Publié le 08/02/2017 - Par la rédaction

ObsAR 2017 : la RSE fait recette et se normalise

En février, comme chaque année, c’est la saison des oranges et de la traditionnelle enquête de l’ObsAR (Observatoire des Achats Responsables). Le 2 février, près de 140 participants se pressaient dans les locaux de l’association pour la présentation de la 8e mouture de son enquête annuelle. Réalisée par Opinionway, elle a enregistré cette année 221 réponses, 64% d’entreprises privées, 31% du secteur public. Un panel relativement stable. Analyse en primeur ici…

Cette année, le Baromètre des Achats responsables de l’ObsAR choisit d’emblée de relayer la confiance affichée par ses répondants : ils sont 82% à affirmer avoir de bonnes connaissances en matière d’achats responsables (64% plutôt bonne, 18% très bonnes, en hausse de 5%).  Ils ne sont plus que 2% à avouer leur ignorance sur le sujet. Les achats durables sont bien entrés dans les mœurs des entreprises comme des organisations publiques. Voilà sans doute un motif de satisfaction pour les promoteurs de cette présentation – Gérard Bruneau (secrétaire général), Annie Sorel (ASEA) et Pierre Pelouzet, le Président de l’ObsAR, Médiateur des entreprises d’autre part – qui ne s’étendaient pas davantage sur un panel de répondants en baisse régulière : 221 en 2017 contre 351 en 2016 et 414 en 2015. Le sujet de la RSE serait-il moins mobilisateur que par le passé ? Un indice parmi d’autres : 43% des répondants considèrent que la mise en œuvre ou l’approfondissement d’une politique d’achats responsables est une priorité alors que pour 49% c’est un élément parmi d’autres. Où placer le curseur ?

Des réponses de qualité

Côté entreprises, ce sont encore les plus grandes (Effectifs + de 1000) qui assurent le gros des réponses (43%) suivies des ETI (Effectifs 250-999, 23% des réponses) tandis que l’industrie (56%) devance les services (34%).

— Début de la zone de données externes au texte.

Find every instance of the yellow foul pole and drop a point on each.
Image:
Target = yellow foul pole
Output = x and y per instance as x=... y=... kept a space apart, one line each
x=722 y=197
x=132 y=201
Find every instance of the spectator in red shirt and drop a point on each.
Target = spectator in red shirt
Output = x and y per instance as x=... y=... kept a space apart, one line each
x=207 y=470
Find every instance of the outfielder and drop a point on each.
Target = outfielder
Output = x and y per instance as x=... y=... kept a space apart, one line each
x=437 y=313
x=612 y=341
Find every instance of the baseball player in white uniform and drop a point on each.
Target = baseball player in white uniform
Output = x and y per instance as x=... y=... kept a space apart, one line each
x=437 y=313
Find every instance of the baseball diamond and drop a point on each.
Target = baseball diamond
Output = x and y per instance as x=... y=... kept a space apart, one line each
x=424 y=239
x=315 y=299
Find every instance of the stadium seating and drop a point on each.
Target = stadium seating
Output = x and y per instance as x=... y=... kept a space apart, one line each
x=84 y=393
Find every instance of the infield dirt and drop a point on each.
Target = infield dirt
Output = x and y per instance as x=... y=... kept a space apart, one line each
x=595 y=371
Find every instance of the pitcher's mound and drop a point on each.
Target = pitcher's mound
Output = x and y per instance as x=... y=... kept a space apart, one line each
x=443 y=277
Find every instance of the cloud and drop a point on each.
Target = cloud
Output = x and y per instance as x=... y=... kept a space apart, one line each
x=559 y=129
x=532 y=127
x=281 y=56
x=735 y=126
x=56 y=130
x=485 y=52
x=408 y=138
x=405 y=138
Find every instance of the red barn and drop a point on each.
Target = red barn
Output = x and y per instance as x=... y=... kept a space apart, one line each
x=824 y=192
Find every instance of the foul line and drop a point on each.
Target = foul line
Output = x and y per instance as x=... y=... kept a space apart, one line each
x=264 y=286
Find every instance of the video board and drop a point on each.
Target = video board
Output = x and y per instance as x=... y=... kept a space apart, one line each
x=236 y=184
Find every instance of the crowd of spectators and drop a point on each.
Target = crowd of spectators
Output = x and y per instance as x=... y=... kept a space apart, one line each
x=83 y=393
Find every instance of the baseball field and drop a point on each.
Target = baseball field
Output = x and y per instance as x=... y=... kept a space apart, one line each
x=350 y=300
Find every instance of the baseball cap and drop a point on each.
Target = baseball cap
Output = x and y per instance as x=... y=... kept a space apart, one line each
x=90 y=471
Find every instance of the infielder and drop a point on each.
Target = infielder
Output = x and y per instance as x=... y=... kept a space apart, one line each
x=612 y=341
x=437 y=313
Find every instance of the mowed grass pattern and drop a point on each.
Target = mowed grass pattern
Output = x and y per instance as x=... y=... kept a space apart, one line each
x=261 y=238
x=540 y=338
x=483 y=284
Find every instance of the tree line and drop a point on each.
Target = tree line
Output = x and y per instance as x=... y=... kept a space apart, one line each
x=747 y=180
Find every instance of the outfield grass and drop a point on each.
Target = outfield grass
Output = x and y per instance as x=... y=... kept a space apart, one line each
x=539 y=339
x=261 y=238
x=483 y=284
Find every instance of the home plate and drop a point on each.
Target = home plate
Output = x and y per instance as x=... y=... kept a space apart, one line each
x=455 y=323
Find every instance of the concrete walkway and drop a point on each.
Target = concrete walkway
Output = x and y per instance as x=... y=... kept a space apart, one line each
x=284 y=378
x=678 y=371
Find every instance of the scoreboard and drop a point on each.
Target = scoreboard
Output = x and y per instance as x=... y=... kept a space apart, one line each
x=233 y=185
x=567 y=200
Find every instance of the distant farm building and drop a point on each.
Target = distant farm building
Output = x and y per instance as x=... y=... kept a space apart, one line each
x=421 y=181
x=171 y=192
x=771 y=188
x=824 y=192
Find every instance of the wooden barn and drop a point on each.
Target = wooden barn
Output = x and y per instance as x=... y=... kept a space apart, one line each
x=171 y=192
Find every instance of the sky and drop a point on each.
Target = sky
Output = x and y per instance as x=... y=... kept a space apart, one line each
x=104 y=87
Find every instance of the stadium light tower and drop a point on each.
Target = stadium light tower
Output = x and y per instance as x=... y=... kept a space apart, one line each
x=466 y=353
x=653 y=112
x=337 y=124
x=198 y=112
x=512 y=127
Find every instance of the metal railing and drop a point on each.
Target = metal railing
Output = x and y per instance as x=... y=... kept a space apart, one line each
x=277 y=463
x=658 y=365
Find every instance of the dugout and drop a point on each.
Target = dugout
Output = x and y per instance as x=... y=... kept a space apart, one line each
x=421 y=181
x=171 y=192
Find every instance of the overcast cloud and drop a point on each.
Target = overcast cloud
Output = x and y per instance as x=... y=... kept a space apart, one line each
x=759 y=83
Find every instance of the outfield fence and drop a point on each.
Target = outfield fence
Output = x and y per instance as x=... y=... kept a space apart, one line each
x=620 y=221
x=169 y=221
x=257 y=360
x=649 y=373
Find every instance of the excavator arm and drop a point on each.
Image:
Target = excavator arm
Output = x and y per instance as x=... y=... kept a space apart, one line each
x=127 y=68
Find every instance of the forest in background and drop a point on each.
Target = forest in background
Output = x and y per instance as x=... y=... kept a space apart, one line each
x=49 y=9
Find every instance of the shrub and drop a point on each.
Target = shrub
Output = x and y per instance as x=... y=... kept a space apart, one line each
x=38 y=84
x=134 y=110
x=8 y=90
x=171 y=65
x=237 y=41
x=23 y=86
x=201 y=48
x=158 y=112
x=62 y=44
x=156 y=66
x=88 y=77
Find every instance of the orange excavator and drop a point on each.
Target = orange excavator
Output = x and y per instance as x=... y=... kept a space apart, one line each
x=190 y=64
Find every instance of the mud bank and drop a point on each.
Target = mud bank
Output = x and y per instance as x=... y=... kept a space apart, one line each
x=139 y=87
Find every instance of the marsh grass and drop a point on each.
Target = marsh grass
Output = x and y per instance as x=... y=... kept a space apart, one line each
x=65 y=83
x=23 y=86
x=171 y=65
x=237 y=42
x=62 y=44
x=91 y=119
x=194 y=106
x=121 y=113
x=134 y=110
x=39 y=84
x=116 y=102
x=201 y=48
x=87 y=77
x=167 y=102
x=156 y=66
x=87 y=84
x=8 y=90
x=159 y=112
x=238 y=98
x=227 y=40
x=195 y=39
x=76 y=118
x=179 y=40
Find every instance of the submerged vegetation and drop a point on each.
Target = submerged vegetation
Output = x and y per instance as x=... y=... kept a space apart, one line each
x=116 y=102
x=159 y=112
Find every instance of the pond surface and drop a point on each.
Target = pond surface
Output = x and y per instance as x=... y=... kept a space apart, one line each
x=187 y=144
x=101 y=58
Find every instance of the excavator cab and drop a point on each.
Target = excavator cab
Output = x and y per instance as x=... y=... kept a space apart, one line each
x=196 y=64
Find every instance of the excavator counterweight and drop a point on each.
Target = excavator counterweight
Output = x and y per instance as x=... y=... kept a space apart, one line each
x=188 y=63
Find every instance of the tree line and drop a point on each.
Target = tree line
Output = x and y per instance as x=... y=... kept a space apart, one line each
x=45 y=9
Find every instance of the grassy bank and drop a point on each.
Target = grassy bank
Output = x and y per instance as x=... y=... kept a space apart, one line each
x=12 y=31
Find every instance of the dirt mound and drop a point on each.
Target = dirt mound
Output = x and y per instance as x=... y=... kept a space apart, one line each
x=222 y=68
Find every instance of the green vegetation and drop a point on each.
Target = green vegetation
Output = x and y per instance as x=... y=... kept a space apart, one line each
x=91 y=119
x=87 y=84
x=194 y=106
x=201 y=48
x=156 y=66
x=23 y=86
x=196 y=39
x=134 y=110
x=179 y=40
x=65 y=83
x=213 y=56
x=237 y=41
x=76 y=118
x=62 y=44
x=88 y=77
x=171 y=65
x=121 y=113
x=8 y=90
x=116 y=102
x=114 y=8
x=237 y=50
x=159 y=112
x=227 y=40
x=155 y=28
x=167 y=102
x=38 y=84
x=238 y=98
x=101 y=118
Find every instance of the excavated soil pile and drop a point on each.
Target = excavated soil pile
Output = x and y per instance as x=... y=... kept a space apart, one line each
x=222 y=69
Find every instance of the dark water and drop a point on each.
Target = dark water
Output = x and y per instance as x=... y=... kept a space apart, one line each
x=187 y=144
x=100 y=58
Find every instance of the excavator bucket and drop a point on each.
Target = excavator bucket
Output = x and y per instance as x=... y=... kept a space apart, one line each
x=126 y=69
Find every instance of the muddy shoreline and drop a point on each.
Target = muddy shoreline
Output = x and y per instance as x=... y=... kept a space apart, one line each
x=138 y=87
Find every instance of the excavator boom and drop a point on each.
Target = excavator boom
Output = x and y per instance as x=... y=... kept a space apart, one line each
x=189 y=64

Les PME restent encore en retrait, ce qui est d’ailleurs un vrai défi pour les Achats au sens large et pas seulement durables… Côté public, la lecture du panel n’est pas plus évidente avec d’un côté les gros donneurs d’ordres comme les services de l’Etat et autres ministères (13%) suivis par les hôpitaux (10%) et de l’autre, avec sans doute des moyens et des objectifs très différents, les collectivités territoriales (21% des répondants). A leur côté, un groupe assez indéterminé  (autres établissements ou entreprises publiques, divers)  mais majoritaire (56%) complète le segment. La question du  renouvellement voire de l’extension des cibles visées se pose d’ores et déjà pour une prochaine étude.

Après, le panel étant ce qu’il est, c’est à la qualité des réponses fournies qu’il faut s’attacher. Déjà, à la question posée sur les priorités des politiques en matière d’achat, en dehors des achats responsables, les réponses sont sans ambiguïté : la réduction  des coûts pointe en tête des réponses (71%) devant l’amélioration de la qualité des produits et/ou des services (66%), l’innovation (56%) voire même la réduction des risques de la chaîne logistique qui décroche un peu en 4e position (40%). Il s’agit là d’un calcul basé sur la totalité des réponses. Malins, les sondagiers ont pondéré les réponses, cette fois en classant l’ordre des réponses exprimées. C’est à nouveau la réduction qui s’impose comme 1er critère exprimé (43%) et cette fois loin devant la qualité (20%) ou encore l’innovation (13%) qui fait pourtant un bon dans par rapport à l’an passé. Il y a toujours un paradoxe à souligner la montée en puissance des préoccupations « responsables » dans les achats alors que la motivation des équipes en charge de la fonction reste les coûts… Nous verrons plus loin comment se dénoue cette apparente opposition mais dans leurs premières conclusions les initiateurs de l’étude restent prudents : ils se bornent à dire qu’achats durables et recherche de qualité sont à égalité dans les préoccupations des entreprises (43% des réponses pour ces deux points). Dans le secteur public, l’amélioration de la qualité ressort même à 87%.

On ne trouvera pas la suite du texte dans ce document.